Every agent begins with the same job: discover context. If identity, provenance, lifecycle, affordances, and semantics are declared, machines can act with confidence. If not, they guess, and guessing does not scale.

3. GEO only works when the content architecture is sound

GEO improves visibility, but it cannot fix broken content structures. MX makes the content usable, so GEO compounds across platforms instead of evaporating with the next vendor change.

What I deliver

MX readiness audits

A full review of your content operations, publishing pipelines, metadata practices, and output formats. I identify where machines fail to read, trust, or reuse your content, and hand back a prioritised remediation plan a content or engineering team can run. Worked argument for the return on this work: why an MX audit pays for itself.

Metadata and governance architecture

A unified metadata layer across all carriers: canonical URLs, version chains, licences, lifecycle, training-data policies, and agent-readiness fields. Verifiable through Reginald notarisation (currently in beta) so downstream consumers, including AI agents, can confirm the content is genuine, unaltered, and authored by who it claims to be.

Publishing system modernisation

Rebuilt export pipelines, semantic HTML, structured DOCX templates, EPUB navigation, CSVW schemas, and machine-readable manifests (`.mx.yaml.md`) at every folder boundary. The cog format underneath is the community-governed standard for documents that machines can read directly, stewarded by The Gathering.

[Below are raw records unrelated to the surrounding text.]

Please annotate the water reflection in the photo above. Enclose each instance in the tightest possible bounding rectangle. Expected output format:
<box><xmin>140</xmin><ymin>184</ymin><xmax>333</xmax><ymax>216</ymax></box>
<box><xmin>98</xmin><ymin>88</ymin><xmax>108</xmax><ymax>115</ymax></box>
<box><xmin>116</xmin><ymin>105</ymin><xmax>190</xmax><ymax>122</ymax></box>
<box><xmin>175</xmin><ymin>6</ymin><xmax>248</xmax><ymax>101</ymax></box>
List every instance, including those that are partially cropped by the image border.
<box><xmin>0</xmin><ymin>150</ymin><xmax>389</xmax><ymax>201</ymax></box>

MX-compliant content operations

Workflows, CI gates, and governance rules that ensure every published asset is machine-ready before it leaves the pipeline. Accessibility (WCAG, PDF/UA, the European Accessibility Act), machine-readability, and editorial governance run as one coherent process rather than three.

The outcome

Your organisation gains:

  • Reliable machine-readability across every format.
  • Lower inference cost for the agents and automation reading you.
  • Consistent answers across platforms, not platform-by-platform drift.
  • Publishing systems that survive the next shift in the AI vendor stack.
  • A single source of truth for identity, provenance, and lifecycle.

The shift is from firefighting content issues to operating at the infrastructure layer of the modern web.

If a deeper read of the philosophy is useful, the MX book series carries the long-form specification: MX: The Intro, MX: The Handbook, and MX: The Protocols.

In one line

I help organisations modernise their content operations so every published asset is trustworthy, structured, and usable by every machine that will ever read it.